L'abate Wang Dong godeva della reazione sbigottita dei due giovani, Zhao Shou e Li Fu.
Li prese paternamente sottobraccio e si incamminò con loro lungo il chiostro, in direzione della grande sala da pranzo.

Con i suoi novant'anni appena compiuti, Wang Dong sapeva che poteva apparire il vecchio che vuole sempre trarre la morale dalle esperienze e si arroga il diritto, un po' paternalistico, di insegnare la vita ai giovani; ma da tempo aveva deciso che è compito degli anziani essere anche noiosi.

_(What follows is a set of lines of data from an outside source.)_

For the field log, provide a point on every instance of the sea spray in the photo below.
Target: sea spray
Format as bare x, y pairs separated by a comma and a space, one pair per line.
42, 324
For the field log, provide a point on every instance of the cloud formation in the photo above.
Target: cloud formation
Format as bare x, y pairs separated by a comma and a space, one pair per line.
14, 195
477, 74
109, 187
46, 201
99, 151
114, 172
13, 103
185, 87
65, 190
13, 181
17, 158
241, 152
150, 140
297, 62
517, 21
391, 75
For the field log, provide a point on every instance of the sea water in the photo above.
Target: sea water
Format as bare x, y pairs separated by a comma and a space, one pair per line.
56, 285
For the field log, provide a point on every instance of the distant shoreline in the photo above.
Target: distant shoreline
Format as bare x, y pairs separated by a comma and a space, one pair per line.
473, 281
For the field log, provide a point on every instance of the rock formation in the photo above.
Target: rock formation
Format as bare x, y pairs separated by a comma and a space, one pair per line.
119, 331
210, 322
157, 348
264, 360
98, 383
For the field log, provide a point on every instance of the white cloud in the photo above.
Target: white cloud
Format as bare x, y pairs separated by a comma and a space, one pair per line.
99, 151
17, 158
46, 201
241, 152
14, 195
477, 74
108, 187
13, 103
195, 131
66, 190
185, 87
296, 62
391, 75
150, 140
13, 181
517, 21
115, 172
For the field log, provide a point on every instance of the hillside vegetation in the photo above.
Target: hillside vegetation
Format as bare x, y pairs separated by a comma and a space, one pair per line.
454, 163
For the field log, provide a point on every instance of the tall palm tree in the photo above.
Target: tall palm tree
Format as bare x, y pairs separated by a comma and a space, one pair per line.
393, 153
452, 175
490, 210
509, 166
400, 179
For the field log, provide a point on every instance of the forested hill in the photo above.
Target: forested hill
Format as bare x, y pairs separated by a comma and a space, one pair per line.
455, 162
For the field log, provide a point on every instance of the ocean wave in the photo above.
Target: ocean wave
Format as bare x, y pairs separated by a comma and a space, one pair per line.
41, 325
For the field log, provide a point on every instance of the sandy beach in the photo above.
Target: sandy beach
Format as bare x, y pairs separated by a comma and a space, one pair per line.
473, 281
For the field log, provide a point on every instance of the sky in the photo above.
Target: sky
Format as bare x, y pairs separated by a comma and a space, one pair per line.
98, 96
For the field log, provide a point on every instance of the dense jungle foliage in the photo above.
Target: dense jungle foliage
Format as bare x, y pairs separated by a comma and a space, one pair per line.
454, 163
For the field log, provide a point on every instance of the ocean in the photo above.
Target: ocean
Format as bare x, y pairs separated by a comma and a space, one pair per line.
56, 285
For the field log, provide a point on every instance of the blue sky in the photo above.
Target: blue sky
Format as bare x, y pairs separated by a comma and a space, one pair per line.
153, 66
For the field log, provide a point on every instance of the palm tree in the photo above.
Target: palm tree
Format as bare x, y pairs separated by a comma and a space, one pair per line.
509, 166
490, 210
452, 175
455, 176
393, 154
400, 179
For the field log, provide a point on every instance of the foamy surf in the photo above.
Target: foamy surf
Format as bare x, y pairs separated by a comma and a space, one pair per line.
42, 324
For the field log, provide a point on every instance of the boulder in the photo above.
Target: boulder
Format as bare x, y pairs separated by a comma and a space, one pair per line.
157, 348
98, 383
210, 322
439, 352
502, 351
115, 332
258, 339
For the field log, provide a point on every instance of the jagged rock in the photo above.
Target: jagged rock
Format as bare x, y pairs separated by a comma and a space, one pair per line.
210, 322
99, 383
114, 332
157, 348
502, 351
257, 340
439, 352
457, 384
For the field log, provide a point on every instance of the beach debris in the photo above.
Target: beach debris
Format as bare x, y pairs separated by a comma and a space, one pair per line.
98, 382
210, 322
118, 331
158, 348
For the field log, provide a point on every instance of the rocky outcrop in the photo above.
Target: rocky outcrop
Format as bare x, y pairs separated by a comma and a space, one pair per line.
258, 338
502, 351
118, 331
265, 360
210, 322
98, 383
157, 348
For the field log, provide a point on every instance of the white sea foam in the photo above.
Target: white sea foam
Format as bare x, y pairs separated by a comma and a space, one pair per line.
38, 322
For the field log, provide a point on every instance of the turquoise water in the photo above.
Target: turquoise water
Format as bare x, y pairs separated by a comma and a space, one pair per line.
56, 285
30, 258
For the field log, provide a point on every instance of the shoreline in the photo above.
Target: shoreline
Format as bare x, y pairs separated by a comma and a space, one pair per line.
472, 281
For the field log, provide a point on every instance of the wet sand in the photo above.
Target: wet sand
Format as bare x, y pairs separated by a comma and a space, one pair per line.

Così, pure stavolta, aveva ceduto.
E aveva commentato:
«Abbiamo avuto testimonianza diretta di come, comunicando senza le parole, si possono creare i più grandi e incredibili equivoci. Ma non crediamo che le parole risolvano tutto. Facilitano; ma non esimono dal prestare attenzione. Perché le parole non nascono nel vuoto e non vivono di vita propria. Vivono di vita nostra. Del senso che noi, e solo noi, diamo loro. Di quello che noi 'già' pensiamo prima ancora di sceglierle e trasmetterle all'altro.
Ecco: ora, dopo una 'giusta' cena per ritemprare il 'corpo', ci dedicheremo allo 'spirito'. E la discussione sulle questioni che meritano di essere discusse sarà il cibo perfetto per questo secondo pasto. Stavolta, per discutere, useremo le parole: per carità, solo le parole. E vedremo quanto sarà comunque difficile intendersi. Anche senza disegnare cerchi, piccoli o grandi, per indicare il corpo o lo spirito. O per evocare i dolci di Zhao Jin: quelle frittelle di riso di cui in questo momento, piccole o grandi che siano, vorrei tanto poter fare una scorpacciata...».

*** Massimo Ferrario, I due monaci e il dialogo senza parole, per Mixtura - Libera elaborazione di un racconto zen diffuso anche in rete.